Curitiba - O projeto de lei do governo do Paraná que pede autorização para a Copel Empreendimentos Ltda. disputar o leilão das estradas federais dia 9 de outubro foi tema de uma audiência pública realizada ontem às pressas na Comissão de Constituição e Justiça (CCJ) da Assembléia Legislativa. A reunião só aconteceu depois que a oposição ameaçou obstruir a pauta se o líder do Governo, Luiz Cláudio Romanelli (PMDB), insistisse em votar o projeto de lei sem sua análise prévia nas comissões permanentes da Casa.
O superintendente de Controladoria Financeira da Copel, Robson Luiz Rossetin, que na audiência pública representava a companhia, admitiu que os estudos ainda não estão concluídos e que, por isso, não há como garantir se há viabilidade ou não da estatal participar do leilão. Rossetin explicou que para a companhia avançar nos estudos é preciso que o Legislativo aprove o projeto de lei. Questionado pela imprensa se, portanto, o Executivo pode voltar atrás e desistir do leilão, Rossetin resumiu: ''Podemos, sim, chegar à conclusão que não há viabilidade. Mas só após a autorização do Legislativo é que podemos continuar o estudo de viabilidade''.
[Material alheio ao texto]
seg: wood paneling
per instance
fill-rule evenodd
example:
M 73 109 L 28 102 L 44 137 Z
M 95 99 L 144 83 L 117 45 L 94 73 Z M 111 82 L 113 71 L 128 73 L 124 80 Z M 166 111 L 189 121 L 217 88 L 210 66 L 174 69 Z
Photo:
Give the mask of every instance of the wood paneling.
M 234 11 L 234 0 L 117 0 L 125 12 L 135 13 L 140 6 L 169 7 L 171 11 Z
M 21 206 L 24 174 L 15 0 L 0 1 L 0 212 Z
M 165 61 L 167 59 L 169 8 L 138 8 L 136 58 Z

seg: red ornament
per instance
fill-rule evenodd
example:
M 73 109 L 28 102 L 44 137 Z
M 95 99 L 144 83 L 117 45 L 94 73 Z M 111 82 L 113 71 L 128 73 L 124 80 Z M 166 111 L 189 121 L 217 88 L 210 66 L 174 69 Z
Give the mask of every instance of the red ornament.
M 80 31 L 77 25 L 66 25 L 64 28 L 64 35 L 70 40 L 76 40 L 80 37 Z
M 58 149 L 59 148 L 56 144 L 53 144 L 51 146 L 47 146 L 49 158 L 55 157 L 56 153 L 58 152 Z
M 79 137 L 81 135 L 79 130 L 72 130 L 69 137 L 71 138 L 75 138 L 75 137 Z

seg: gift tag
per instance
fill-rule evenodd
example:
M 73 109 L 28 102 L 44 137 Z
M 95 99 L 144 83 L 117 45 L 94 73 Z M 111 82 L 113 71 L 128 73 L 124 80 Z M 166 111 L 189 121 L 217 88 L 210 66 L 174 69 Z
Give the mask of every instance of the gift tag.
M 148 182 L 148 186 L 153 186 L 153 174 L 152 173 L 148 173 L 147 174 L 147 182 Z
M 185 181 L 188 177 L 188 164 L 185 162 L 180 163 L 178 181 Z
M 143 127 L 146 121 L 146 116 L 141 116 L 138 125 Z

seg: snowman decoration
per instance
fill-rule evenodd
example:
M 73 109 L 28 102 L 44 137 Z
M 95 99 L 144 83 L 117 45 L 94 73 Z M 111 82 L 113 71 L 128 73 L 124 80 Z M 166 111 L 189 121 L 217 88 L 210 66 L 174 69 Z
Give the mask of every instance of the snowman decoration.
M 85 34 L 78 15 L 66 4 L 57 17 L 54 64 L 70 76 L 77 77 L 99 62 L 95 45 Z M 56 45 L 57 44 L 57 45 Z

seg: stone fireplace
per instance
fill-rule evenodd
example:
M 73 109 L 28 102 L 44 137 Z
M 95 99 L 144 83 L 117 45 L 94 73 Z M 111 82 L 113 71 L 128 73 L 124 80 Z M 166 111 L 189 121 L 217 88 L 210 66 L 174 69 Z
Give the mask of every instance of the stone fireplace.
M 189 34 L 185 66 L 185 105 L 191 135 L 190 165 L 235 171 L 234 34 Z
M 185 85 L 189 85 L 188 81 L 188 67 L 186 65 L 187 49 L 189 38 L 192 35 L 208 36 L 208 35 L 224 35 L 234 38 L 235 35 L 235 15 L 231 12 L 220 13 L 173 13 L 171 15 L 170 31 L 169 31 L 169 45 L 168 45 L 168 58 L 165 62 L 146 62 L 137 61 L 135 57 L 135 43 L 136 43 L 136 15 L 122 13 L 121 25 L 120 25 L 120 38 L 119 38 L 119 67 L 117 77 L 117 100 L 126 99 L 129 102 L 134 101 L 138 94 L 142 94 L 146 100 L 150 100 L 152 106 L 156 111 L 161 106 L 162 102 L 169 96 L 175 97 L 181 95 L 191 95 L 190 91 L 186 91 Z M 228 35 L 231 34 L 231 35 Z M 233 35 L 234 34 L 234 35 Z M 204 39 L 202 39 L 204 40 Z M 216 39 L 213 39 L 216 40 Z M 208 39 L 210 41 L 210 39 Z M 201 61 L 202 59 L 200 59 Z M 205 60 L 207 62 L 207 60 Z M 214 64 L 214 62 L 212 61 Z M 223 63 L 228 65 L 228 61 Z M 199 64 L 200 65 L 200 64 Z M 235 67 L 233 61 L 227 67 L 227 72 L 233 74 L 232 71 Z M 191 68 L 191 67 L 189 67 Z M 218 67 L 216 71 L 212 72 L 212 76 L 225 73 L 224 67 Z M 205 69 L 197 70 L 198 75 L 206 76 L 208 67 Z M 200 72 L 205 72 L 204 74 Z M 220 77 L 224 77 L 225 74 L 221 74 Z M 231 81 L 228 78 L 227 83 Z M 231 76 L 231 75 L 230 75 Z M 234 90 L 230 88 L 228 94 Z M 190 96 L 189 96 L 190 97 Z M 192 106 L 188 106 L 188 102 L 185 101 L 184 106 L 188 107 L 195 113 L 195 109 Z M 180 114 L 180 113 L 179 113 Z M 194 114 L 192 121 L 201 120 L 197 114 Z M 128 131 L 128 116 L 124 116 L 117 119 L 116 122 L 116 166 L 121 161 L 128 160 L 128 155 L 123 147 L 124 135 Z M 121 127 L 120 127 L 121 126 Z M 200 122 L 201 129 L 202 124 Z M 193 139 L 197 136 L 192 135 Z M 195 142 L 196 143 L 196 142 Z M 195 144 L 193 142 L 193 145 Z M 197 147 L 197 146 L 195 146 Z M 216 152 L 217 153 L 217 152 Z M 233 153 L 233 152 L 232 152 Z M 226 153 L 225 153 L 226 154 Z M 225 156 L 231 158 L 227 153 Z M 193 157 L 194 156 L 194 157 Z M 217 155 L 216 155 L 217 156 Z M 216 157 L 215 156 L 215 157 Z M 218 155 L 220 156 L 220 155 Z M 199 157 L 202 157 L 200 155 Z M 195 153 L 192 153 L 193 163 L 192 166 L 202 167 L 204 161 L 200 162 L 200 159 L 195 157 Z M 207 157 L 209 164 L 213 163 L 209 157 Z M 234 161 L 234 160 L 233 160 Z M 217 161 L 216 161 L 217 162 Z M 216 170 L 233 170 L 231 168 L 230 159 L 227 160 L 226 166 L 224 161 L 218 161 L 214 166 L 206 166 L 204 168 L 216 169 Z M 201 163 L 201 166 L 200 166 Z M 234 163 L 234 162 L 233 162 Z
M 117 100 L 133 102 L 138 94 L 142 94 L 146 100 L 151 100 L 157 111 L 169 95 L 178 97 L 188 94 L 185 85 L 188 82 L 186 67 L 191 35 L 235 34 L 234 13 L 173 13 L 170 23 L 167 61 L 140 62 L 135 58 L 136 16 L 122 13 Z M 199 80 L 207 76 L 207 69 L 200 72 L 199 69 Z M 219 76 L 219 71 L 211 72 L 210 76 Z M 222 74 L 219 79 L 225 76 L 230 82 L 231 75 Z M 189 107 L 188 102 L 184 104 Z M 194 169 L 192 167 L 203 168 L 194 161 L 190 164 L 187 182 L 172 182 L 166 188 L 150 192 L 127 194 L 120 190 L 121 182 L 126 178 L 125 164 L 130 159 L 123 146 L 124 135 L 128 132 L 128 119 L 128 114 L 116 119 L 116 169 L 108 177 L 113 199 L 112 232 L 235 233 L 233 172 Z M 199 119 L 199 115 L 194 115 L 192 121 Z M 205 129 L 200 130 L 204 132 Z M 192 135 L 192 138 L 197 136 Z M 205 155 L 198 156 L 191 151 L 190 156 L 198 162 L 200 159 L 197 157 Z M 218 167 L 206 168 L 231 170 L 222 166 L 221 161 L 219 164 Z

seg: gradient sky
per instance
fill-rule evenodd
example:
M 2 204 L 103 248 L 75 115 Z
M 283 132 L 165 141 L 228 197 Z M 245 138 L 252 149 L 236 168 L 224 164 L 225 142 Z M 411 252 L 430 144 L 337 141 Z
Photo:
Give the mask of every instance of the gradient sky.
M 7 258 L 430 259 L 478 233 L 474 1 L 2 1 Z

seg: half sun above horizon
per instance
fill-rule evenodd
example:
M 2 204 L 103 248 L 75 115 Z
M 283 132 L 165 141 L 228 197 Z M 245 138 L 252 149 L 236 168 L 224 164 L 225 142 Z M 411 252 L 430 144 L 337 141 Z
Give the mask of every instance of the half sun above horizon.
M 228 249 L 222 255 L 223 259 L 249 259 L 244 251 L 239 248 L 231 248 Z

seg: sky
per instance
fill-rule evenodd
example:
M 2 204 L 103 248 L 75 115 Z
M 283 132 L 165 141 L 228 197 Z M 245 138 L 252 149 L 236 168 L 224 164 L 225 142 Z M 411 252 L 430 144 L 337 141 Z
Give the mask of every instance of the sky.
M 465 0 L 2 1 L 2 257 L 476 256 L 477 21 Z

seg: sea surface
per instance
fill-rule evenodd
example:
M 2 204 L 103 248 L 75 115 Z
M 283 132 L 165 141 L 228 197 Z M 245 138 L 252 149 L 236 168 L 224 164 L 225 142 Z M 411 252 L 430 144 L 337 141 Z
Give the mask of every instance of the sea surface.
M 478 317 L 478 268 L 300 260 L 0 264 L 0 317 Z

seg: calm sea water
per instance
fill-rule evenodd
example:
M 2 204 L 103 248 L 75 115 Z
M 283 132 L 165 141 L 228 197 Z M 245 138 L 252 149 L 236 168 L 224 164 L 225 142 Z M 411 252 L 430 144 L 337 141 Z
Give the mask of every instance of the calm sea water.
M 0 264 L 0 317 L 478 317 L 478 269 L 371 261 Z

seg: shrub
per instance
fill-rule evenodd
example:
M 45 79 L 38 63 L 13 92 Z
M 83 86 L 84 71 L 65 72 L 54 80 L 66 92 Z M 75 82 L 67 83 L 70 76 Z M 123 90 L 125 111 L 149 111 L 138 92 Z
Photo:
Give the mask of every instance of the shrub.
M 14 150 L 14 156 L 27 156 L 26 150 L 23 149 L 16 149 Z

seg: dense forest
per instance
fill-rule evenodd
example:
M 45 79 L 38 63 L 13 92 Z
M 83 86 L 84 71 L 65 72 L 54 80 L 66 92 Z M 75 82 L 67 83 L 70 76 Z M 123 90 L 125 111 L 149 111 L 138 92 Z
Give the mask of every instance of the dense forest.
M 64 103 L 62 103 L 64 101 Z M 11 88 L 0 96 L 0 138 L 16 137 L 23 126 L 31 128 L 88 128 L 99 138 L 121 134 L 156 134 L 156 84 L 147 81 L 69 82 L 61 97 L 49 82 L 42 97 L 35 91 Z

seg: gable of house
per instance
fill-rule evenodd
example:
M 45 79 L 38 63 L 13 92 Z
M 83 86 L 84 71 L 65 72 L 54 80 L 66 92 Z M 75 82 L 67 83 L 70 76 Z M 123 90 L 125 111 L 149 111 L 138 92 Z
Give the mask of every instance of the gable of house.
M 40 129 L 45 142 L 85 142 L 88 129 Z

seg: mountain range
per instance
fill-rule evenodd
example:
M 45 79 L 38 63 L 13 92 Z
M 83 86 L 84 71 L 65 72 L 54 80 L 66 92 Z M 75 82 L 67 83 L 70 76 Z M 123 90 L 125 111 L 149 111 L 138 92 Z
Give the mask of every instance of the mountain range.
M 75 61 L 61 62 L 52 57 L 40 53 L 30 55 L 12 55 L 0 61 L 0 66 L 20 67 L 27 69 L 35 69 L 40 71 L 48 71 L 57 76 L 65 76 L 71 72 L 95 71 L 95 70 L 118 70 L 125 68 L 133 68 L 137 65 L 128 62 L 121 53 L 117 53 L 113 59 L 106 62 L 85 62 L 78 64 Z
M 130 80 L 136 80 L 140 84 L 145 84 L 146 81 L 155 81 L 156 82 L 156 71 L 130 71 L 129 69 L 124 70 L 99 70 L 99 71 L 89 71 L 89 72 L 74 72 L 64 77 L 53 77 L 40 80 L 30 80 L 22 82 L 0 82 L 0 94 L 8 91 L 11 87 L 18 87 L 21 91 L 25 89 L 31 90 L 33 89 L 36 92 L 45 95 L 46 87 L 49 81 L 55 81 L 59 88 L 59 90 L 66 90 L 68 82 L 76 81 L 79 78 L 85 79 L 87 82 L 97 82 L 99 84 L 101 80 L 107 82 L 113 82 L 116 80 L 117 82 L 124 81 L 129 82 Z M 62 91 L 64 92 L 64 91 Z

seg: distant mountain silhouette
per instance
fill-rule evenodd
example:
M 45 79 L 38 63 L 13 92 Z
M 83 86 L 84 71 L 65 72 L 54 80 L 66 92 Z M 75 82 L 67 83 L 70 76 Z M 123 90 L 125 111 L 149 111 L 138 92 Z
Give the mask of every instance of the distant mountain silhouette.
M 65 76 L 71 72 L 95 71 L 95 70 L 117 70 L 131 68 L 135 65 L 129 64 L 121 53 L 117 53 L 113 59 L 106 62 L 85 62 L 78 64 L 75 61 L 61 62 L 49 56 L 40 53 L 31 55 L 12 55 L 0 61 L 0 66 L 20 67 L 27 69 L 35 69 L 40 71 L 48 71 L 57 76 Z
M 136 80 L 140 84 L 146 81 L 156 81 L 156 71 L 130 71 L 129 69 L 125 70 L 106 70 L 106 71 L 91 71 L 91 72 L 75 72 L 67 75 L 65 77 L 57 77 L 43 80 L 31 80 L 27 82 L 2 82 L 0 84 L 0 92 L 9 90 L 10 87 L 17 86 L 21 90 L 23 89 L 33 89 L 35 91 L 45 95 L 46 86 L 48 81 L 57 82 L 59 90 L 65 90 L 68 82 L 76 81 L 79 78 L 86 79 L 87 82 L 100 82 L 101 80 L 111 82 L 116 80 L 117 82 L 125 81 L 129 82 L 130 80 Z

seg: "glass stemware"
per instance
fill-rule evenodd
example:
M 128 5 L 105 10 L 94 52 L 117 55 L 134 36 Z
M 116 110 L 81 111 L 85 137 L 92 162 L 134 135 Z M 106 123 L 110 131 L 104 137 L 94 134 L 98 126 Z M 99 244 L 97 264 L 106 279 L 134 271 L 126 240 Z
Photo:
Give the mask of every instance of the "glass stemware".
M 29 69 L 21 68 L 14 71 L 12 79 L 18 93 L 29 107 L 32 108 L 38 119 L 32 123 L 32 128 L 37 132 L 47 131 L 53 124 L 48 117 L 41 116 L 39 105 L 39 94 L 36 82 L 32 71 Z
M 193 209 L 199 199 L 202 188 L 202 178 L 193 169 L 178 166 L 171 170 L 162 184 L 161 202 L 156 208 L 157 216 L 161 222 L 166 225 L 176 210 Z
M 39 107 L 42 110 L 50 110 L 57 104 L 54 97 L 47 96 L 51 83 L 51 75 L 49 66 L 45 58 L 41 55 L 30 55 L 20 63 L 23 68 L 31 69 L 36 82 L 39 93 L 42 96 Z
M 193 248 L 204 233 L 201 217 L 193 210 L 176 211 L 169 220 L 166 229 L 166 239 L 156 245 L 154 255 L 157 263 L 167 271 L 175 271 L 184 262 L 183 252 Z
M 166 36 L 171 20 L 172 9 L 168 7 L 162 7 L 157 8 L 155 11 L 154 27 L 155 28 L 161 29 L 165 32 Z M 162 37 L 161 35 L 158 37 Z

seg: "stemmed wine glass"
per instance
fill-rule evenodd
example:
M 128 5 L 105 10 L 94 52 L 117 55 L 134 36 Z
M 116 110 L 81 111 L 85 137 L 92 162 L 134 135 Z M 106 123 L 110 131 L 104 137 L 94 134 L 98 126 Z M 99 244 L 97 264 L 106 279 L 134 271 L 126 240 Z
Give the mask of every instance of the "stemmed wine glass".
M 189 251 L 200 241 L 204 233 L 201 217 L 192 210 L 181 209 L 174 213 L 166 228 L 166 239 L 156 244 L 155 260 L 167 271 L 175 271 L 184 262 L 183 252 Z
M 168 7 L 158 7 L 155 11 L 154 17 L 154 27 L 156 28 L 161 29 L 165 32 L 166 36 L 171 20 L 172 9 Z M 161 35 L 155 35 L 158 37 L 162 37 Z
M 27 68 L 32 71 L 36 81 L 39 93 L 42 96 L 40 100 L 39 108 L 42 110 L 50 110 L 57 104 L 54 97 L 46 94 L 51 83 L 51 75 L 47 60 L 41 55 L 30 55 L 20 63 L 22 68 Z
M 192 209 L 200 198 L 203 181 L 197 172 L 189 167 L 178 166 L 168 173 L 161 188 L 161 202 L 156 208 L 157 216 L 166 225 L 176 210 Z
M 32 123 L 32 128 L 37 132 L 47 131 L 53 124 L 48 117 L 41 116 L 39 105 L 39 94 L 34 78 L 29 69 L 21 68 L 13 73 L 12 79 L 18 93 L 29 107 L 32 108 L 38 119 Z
Mesmo sem a conclusão do estudos, os representantes do Executivo passaram a audiência pública toda tentando convencer a oposição da proposta. ''Inicialmente, a idéia era constituir uma nova empresa, depois descobrimos que a Copel Empeendimentos Ltda. poderia participar do leilão desde que associada ao capital privado'', disse Paulo Furiatti, representante do Banco Regional de Desenvolvimento do Extremo Sul (BRDE), auxiliar do governo do Estado na elaboração do projeto de lei. Em relação à associação da Copel com o capital privado, os membros do Executivo admitiram erros no texto do projeto de lei.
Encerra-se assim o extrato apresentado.